Classification
A classification problem is a problem where we are using data to predict which category something falls into. An example of a classification problem could be analyzing a image to determine if it contains a car or a person, or analyzing medical data to determine if a certain person is in a high risk group for a certain disease or not. In other words we are trying to use data to make a prediction about a discrete set of values or categorizes.
Regression
Regression problems on the other hand are problems where we try to make a prediction on a continuous scale. Examples could be predicting the stock price of a company or predicting the temperature tomorrow based on historical data.
An epoch is a term used in machine learning and indicates the number of passes of the entire training dataset the machine learning algorithm has completed. Datasets are usually grouped into batches (especially when the amount of data is very large).
In order to determine whether a neuron should be activated or not, the activation function in neural network calculate a weighted total and then adds bias to it. The activation functions’ goal is to make a neuron’s output less linear.

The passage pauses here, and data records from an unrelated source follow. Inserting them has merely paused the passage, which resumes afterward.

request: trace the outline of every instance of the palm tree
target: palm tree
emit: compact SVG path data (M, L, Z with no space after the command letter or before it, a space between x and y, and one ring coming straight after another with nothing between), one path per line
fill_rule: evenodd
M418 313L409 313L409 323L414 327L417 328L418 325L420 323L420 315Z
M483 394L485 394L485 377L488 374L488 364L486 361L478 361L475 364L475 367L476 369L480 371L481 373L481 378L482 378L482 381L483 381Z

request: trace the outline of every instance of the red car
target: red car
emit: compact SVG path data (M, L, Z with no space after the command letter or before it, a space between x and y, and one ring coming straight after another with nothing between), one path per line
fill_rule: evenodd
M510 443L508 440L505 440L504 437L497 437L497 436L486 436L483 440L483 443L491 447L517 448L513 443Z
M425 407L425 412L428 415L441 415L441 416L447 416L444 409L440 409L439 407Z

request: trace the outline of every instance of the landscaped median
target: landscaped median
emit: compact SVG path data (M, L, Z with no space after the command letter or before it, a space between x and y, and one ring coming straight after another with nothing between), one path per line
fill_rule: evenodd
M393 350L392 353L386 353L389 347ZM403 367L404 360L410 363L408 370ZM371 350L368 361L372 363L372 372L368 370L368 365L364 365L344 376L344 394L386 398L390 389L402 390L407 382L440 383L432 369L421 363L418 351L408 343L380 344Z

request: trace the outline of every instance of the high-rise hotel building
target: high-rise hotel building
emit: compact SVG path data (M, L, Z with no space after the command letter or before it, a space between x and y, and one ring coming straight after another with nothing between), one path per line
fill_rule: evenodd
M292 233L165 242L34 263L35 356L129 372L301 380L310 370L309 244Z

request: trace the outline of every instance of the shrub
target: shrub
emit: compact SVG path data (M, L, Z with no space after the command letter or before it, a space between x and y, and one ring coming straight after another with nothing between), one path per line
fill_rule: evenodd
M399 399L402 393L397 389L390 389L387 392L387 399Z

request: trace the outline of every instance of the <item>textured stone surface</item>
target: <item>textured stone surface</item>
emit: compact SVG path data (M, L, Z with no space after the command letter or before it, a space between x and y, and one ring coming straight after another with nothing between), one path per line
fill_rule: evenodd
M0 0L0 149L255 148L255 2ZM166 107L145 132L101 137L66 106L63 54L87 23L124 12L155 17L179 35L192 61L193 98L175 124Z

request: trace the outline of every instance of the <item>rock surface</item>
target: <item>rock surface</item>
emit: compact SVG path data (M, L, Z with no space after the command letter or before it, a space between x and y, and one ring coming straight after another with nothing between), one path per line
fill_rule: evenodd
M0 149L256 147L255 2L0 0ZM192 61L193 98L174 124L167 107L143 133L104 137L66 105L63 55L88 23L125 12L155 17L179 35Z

The features are the descriptive attributes, and the label is what you're attempting to predict or forecast.
Neurons in deep learning models are nodes through which data and computations flow.
The input layer of a neural network is composed of artificial input neurons, and brings the initial data into the system for further processing by subsequent layers of artificial neurons.
Hidden layer(s) are the secret sauce of your network. They allow you to model complex data thanks to their nodes/neurons. They are “hidden” because the true values of their nodes are unknown in the training dataset. In fact, we only know the input and output.
The output layer is the final layer in the neural network where desired predictions are obtained. There is one output layer in a neural network that produces the desired final prediction. It has its own set of weights and biases that are applied before the final output is derived.